Install debugger extensions
Install the React Developer Tools extensions for your browser so you can inspect React components and record performance information.
- React Developer Tools Edge add-on
- React Developer Tools Chrome extension
- React Developer Tools FireFox add-on
Update firewall settings
By default, inbound traffic to your Node.js server will be blocked. If you wish to access a student's website while it's running, add an in-bound firewall rule to allow the traffic. Look at the Application Port project property to see which port will be used during debugging. The example below uses the New-NetFirewallRule PowerShell cmdlet to allow access to port 1337.
New-NetFirewallRule -DisplayName "Allow access to Port 1337" -Direction Inbound -LocalPort 1337 -Protocol TCP -Action Allow
Instructors must use the template VM or another lab VM to access a student's website.
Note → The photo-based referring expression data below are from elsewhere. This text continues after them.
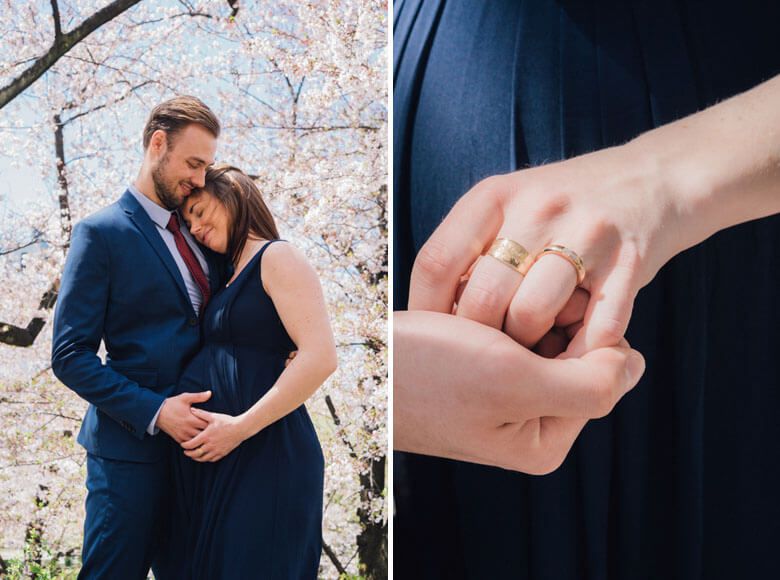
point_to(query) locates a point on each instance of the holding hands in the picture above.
(222, 434)
(568, 245)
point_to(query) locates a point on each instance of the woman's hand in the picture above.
(223, 434)
(599, 205)
(625, 211)
(466, 391)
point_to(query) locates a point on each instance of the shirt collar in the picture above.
(159, 215)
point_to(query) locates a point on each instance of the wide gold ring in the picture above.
(510, 253)
(571, 256)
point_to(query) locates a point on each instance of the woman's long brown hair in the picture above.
(248, 213)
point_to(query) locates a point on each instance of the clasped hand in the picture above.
(467, 385)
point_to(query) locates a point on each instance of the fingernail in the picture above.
(635, 366)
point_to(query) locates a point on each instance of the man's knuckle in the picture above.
(434, 261)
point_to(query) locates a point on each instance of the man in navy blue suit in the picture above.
(137, 281)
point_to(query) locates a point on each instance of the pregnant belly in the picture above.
(237, 377)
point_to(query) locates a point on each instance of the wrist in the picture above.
(246, 427)
(674, 190)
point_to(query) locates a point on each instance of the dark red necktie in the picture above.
(189, 258)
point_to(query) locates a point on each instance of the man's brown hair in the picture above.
(175, 114)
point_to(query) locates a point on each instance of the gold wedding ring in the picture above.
(510, 253)
(572, 257)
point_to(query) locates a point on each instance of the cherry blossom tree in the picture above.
(301, 91)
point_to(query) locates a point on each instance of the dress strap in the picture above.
(264, 248)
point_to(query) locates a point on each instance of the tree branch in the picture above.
(23, 246)
(61, 46)
(18, 336)
(55, 13)
(337, 421)
(333, 558)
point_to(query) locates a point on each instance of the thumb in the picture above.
(198, 397)
(620, 366)
(597, 381)
(200, 413)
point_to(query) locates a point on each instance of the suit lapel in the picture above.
(146, 226)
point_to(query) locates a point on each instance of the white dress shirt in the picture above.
(161, 216)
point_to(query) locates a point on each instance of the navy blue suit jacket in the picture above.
(121, 285)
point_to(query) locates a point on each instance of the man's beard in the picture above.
(164, 192)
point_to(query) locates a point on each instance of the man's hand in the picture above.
(176, 417)
(604, 206)
(223, 434)
(467, 391)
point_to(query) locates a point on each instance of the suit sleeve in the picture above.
(78, 329)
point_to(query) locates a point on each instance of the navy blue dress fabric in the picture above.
(256, 513)
(682, 480)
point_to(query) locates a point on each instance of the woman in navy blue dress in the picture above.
(681, 480)
(249, 486)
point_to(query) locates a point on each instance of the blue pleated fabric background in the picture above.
(682, 480)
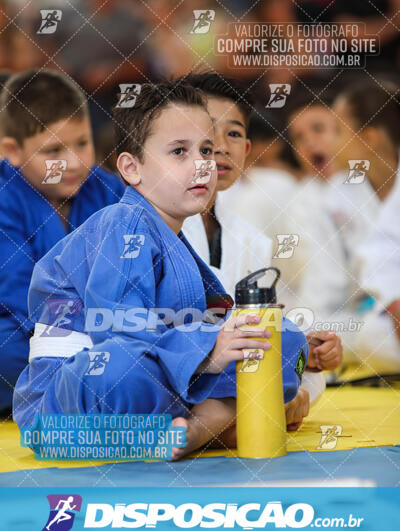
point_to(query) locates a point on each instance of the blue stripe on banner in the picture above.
(378, 466)
(174, 508)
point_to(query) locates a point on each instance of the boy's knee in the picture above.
(119, 382)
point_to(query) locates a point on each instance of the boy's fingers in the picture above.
(240, 320)
(239, 344)
(294, 426)
(325, 347)
(252, 333)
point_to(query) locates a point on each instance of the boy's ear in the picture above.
(248, 146)
(11, 150)
(127, 165)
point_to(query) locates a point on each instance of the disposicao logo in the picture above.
(189, 515)
(62, 511)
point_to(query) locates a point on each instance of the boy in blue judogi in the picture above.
(48, 187)
(120, 304)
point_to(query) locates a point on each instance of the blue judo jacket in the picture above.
(124, 258)
(29, 228)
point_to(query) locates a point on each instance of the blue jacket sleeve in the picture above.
(16, 265)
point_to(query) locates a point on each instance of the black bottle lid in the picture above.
(248, 292)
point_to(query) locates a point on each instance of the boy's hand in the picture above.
(325, 351)
(297, 409)
(232, 339)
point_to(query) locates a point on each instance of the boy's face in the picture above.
(231, 145)
(179, 135)
(69, 140)
(313, 134)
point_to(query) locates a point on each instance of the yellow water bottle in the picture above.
(260, 422)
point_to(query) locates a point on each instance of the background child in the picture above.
(367, 116)
(44, 118)
(224, 240)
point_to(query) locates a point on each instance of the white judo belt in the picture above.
(45, 342)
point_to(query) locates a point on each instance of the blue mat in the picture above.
(379, 464)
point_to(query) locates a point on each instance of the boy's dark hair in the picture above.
(375, 105)
(228, 88)
(32, 100)
(133, 125)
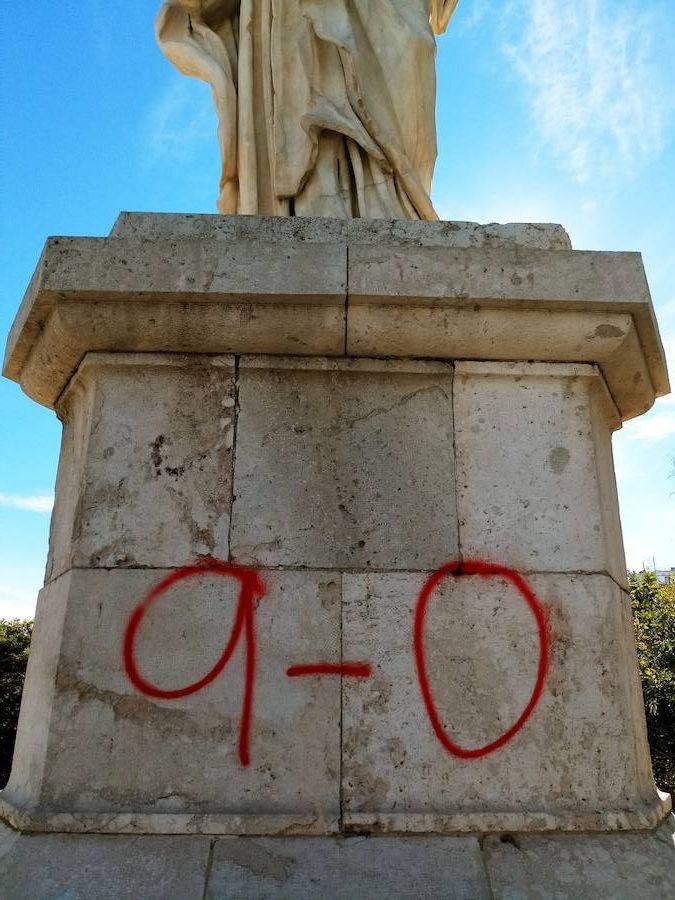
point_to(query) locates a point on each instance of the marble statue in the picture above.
(325, 107)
Let’s cover an example cost estimate for this class. Suppose you have a class of 25 students. Each student has 20 hours of scheduled class time. Another 10 quota hours for homework or assignments outside of scheduled class time is given to each student. The virtual machine size we chose was Medium, which is 55 lab units.
- 25 students × (20 scheduled hours + 10 quota hours) × 55 Lab Units × USD0.01 per hour = 412.50 USD
The cost estimate is for example purposes only. For current pricing information, see Azure Lab Services pricing.
The template image can now be published to the lab. See publish the template VM for further instructions.